Less than two months after the Circle announcement, Franklin Templeton said that institutional investors could off ramp using the USDC stablecoin. We highlighted that the asset manager avoided using the “24/7 off-ramp” terminology, instead saying “shareholders of the Fund may initiate conversions at any time.”

Rather than sitting on idle stablecoins, another option for asset managers is to launch their own stablecoins. Given that stablecoin reserves are invested in Treasuries, that sidesteps the issue of holding stablecoins earning zero return.

Brokers want stablecoins too

A similar logic applies to brokers. In a recent interview, Robinhood’s CEO Vlad Tenev, spoke about the appeal of dollar stablecoins to overseas investors. That started tongues wagging that Robinhood might launch a stablecoin. In June it agreed to acquire cryptocurrency exchange Bitstamp.

If the future of finance is tokenization, which Tenev believes, then clients might hold idle funds in stablecoins rather than cash. Those cash balances are critical revenue sources for brokers. While Robinhood’s revenues ($1.87 billion) are a fraction of Schwab’s ($18.84 billion), interest income accounted for roughly half of the 2023 revenues of both firms.

Stablecoin moves are already afoot

Some asset managers are already involved in stablecoins. In Brazil, investment bank BTG Pactual launched a dollar stablecoin last year.
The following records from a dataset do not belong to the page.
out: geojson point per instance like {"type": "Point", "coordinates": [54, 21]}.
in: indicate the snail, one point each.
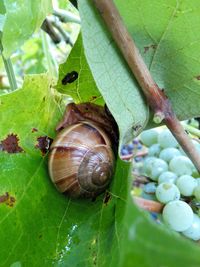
{"type": "Point", "coordinates": [81, 158]}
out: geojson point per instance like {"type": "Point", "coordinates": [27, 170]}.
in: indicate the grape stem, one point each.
{"type": "Point", "coordinates": [155, 96]}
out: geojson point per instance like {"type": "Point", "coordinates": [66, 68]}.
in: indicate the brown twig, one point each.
{"type": "Point", "coordinates": [156, 98]}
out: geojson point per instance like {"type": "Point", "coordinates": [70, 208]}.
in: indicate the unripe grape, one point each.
{"type": "Point", "coordinates": [166, 139]}
{"type": "Point", "coordinates": [186, 184]}
{"type": "Point", "coordinates": [178, 215]}
{"type": "Point", "coordinates": [166, 192]}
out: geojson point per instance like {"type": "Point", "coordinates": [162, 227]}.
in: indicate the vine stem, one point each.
{"type": "Point", "coordinates": [9, 70]}
{"type": "Point", "coordinates": [156, 97]}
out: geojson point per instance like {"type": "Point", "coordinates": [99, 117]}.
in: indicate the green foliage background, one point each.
{"type": "Point", "coordinates": [45, 228]}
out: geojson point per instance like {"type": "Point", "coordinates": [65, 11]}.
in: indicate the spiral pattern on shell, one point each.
{"type": "Point", "coordinates": [81, 160]}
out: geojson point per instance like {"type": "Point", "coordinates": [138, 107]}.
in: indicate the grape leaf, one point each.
{"type": "Point", "coordinates": [170, 48]}
{"type": "Point", "coordinates": [22, 19]}
{"type": "Point", "coordinates": [41, 227]}
{"type": "Point", "coordinates": [84, 88]}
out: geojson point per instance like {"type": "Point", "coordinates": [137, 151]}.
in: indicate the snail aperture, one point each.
{"type": "Point", "coordinates": [81, 160]}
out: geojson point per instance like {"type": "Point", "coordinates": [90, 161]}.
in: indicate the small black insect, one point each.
{"type": "Point", "coordinates": [70, 77]}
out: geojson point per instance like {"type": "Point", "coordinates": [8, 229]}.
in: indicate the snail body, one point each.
{"type": "Point", "coordinates": [81, 160]}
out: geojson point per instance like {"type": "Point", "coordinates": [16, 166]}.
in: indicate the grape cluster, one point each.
{"type": "Point", "coordinates": [174, 182]}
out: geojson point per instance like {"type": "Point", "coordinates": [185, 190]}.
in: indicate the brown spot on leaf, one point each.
{"type": "Point", "coordinates": [146, 48]}
{"type": "Point", "coordinates": [93, 98]}
{"type": "Point", "coordinates": [10, 144]}
{"type": "Point", "coordinates": [34, 130]}
{"type": "Point", "coordinates": [107, 198]}
{"type": "Point", "coordinates": [43, 144]}
{"type": "Point", "coordinates": [70, 77]}
{"type": "Point", "coordinates": [7, 199]}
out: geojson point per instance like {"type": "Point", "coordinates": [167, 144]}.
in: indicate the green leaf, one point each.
{"type": "Point", "coordinates": [112, 75]}
{"type": "Point", "coordinates": [84, 88]}
{"type": "Point", "coordinates": [169, 43]}
{"type": "Point", "coordinates": [23, 18]}
{"type": "Point", "coordinates": [41, 227]}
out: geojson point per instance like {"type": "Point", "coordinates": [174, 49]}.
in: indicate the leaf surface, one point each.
{"type": "Point", "coordinates": [41, 227]}
{"type": "Point", "coordinates": [169, 44]}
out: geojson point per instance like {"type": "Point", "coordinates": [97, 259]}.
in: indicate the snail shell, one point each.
{"type": "Point", "coordinates": [81, 160]}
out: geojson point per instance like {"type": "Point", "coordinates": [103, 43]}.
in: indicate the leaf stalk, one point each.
{"type": "Point", "coordinates": [156, 97]}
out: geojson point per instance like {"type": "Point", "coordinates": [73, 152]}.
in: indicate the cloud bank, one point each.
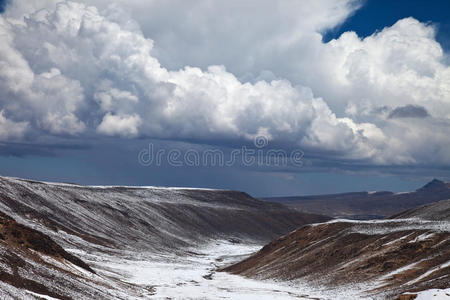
{"type": "Point", "coordinates": [225, 71]}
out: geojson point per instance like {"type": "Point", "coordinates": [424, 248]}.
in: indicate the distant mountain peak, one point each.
{"type": "Point", "coordinates": [433, 185]}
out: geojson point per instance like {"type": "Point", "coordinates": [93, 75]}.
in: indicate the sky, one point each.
{"type": "Point", "coordinates": [268, 97]}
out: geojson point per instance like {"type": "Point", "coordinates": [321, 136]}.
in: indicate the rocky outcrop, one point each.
{"type": "Point", "coordinates": [386, 258]}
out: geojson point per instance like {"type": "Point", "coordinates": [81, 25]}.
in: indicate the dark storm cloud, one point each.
{"type": "Point", "coordinates": [409, 111]}
{"type": "Point", "coordinates": [3, 4]}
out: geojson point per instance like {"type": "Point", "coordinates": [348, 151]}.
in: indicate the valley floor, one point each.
{"type": "Point", "coordinates": [193, 276]}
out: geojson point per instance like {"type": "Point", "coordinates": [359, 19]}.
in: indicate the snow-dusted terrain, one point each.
{"type": "Point", "coordinates": [134, 242]}
{"type": "Point", "coordinates": [64, 241]}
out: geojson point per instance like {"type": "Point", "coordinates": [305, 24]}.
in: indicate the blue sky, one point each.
{"type": "Point", "coordinates": [359, 87]}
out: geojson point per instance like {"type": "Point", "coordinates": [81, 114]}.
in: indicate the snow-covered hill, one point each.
{"type": "Point", "coordinates": [75, 242]}
{"type": "Point", "coordinates": [377, 259]}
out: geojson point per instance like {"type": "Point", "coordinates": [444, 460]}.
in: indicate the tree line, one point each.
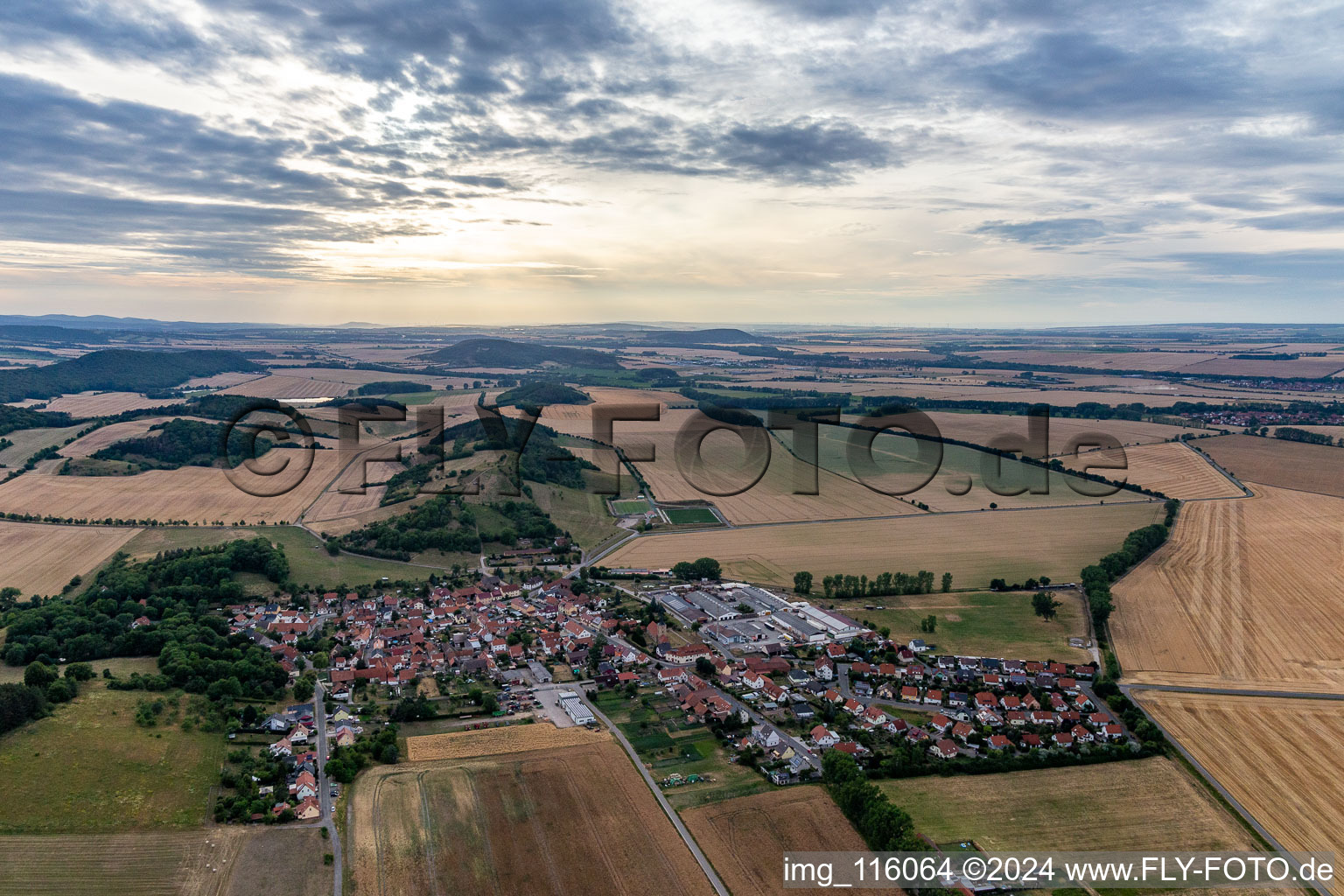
{"type": "Point", "coordinates": [1097, 578]}
{"type": "Point", "coordinates": [883, 584]}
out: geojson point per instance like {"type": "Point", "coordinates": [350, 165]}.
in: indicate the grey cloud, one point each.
{"type": "Point", "coordinates": [1080, 74]}
{"type": "Point", "coordinates": [1326, 265]}
{"type": "Point", "coordinates": [1053, 231]}
{"type": "Point", "coordinates": [1298, 220]}
{"type": "Point", "coordinates": [802, 150]}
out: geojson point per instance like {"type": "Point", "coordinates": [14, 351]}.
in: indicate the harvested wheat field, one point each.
{"type": "Point", "coordinates": [29, 442]}
{"type": "Point", "coordinates": [1278, 758]}
{"type": "Point", "coordinates": [105, 403]}
{"type": "Point", "coordinates": [192, 494]}
{"type": "Point", "coordinates": [574, 820]}
{"type": "Point", "coordinates": [458, 745]}
{"type": "Point", "coordinates": [197, 863]}
{"type": "Point", "coordinates": [1289, 465]}
{"type": "Point", "coordinates": [298, 850]}
{"type": "Point", "coordinates": [280, 386]}
{"type": "Point", "coordinates": [1170, 468]}
{"type": "Point", "coordinates": [1243, 594]}
{"type": "Point", "coordinates": [113, 433]}
{"type": "Point", "coordinates": [975, 547]}
{"type": "Point", "coordinates": [982, 429]}
{"type": "Point", "coordinates": [1145, 803]}
{"type": "Point", "coordinates": [40, 559]}
{"type": "Point", "coordinates": [746, 838]}
{"type": "Point", "coordinates": [724, 468]}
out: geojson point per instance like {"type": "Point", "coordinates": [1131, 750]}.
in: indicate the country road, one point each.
{"type": "Point", "coordinates": [324, 786]}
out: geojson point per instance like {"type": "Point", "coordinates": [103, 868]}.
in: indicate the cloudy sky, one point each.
{"type": "Point", "coordinates": [431, 161]}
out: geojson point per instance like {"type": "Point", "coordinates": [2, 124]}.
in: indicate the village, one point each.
{"type": "Point", "coordinates": [774, 677]}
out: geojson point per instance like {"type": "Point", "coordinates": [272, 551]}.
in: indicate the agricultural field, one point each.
{"type": "Point", "coordinates": [192, 494]}
{"type": "Point", "coordinates": [902, 464]}
{"type": "Point", "coordinates": [980, 429]}
{"type": "Point", "coordinates": [746, 837]}
{"type": "Point", "coordinates": [1288, 465]}
{"type": "Point", "coordinates": [1144, 803]}
{"type": "Point", "coordinates": [1278, 758]}
{"type": "Point", "coordinates": [292, 853]}
{"type": "Point", "coordinates": [120, 667]}
{"type": "Point", "coordinates": [281, 386]}
{"type": "Point", "coordinates": [1243, 594]}
{"type": "Point", "coordinates": [722, 471]}
{"type": "Point", "coordinates": [40, 559]}
{"type": "Point", "coordinates": [581, 514]}
{"type": "Point", "coordinates": [90, 768]}
{"type": "Point", "coordinates": [668, 745]}
{"type": "Point", "coordinates": [308, 559]}
{"type": "Point", "coordinates": [29, 442]}
{"type": "Point", "coordinates": [980, 625]}
{"type": "Point", "coordinates": [105, 403]}
{"type": "Point", "coordinates": [558, 821]}
{"type": "Point", "coordinates": [1170, 468]}
{"type": "Point", "coordinates": [105, 436]}
{"type": "Point", "coordinates": [975, 547]}
{"type": "Point", "coordinates": [188, 863]}
{"type": "Point", "coordinates": [494, 742]}
{"type": "Point", "coordinates": [631, 507]}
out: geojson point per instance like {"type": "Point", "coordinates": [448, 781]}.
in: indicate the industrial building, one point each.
{"type": "Point", "coordinates": [576, 710]}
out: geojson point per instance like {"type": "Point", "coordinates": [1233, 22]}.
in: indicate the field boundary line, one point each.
{"type": "Point", "coordinates": [1246, 492]}
{"type": "Point", "coordinates": [1231, 801]}
{"type": "Point", "coordinates": [426, 818]}
{"type": "Point", "coordinates": [543, 841]}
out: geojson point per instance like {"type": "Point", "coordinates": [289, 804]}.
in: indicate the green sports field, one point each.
{"type": "Point", "coordinates": [690, 516]}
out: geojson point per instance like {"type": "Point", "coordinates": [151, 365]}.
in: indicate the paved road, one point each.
{"type": "Point", "coordinates": [1236, 692]}
{"type": "Point", "coordinates": [324, 786]}
{"type": "Point", "coordinates": [667, 808]}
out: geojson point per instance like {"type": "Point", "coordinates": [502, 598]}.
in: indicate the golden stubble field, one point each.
{"type": "Point", "coordinates": [745, 838]}
{"type": "Point", "coordinates": [211, 861]}
{"type": "Point", "coordinates": [105, 403]}
{"type": "Point", "coordinates": [569, 820]}
{"type": "Point", "coordinates": [983, 427]}
{"type": "Point", "coordinates": [1289, 465]}
{"type": "Point", "coordinates": [1245, 594]}
{"type": "Point", "coordinates": [724, 468]}
{"type": "Point", "coordinates": [188, 863]}
{"type": "Point", "coordinates": [40, 559]}
{"type": "Point", "coordinates": [1278, 758]}
{"type": "Point", "coordinates": [458, 745]}
{"type": "Point", "coordinates": [1170, 468]}
{"type": "Point", "coordinates": [975, 547]}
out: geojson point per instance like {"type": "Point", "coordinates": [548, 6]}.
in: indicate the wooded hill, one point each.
{"type": "Point", "coordinates": [501, 352]}
{"type": "Point", "coordinates": [185, 444]}
{"type": "Point", "coordinates": [120, 369]}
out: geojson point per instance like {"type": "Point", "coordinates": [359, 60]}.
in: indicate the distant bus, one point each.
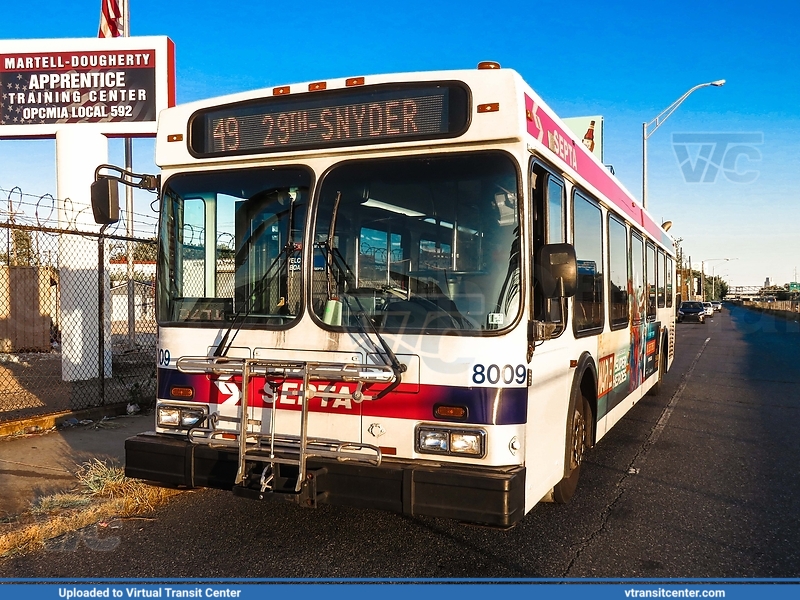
{"type": "Point", "coordinates": [415, 292]}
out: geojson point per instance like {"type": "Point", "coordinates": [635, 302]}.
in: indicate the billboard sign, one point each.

WisdomTree is another asset manger that was early to embrace blockchain and tokenization. It landed a special New York Trust license, allowing it to issue a stablecoin.

In Europe, Deutsche Bank’s asset management arm, DWS, plans to issue the AllUnity Euro stablecoin early next year in association with crypto asset manager Galaxy and Flow Traders.

TheBlock recently interviewed the head of Fidelity Digital Asset Management, who mentioned that stablecoins are an obvious tokenization use case, leading the publication to infer they might plan to issue one.

However, a stablecoin is not the same as a tokenized investment. Stablecoins require network effects, which means they need to be useful beyond a single asset manager. So it doesn’t make sense for every asset manager to issue one. It’s unlikely to be a competitive advantage for long.

What the asset managers and brokers really want is to earn the return on the stablecoin reserves or manage the backing assets.

One way to achieve this is a shared stablecoin.

A joint asset management stablecoin

We recently wrote about the offshore focused M stablecoin and the M^0 protocol. It’s the M^0 design that’s of interest, because it supports multiple issuers and splits the return on the reserves with distributors. Hence, a similar design could work for a shared investment stablecoin.

However, we’re unconvinced that asset managers are going to band together to create a stablecoin. Never mind competitive issues, the manner in which regulators blocked the Facebook-founded Diem initiative is still fresh in people’s minds.

Once there’s stablecoin legislation in the United States, the path will be clearer.

Rather than a consortium, a startup could launch independently and sign up asset managers.

The promise

Backing up, the benefit of stablecoins is to enable instant off ramping by investors from tokenized MMFs at precise times. That could be hugely appealing to corporate treasurers and institutional investors. To achieve this it needs tokenized cash. Ideally one where the asset manager can earn a return.

There are three options for tokenized cash: a CBDC, a stablecoin or a tokenized deposit. A CBDC is less likely to provide a return, and unlikely to happen anytime soon (or ever?) in the United States. Tokenized deposits could potentially fit the bill, as asset managers can still earn a return. However, it’s still early days for banks, apart from a couple of jurisdictions. In the next 12 months or so, the only viable option for tokenized cash is a stablecoin.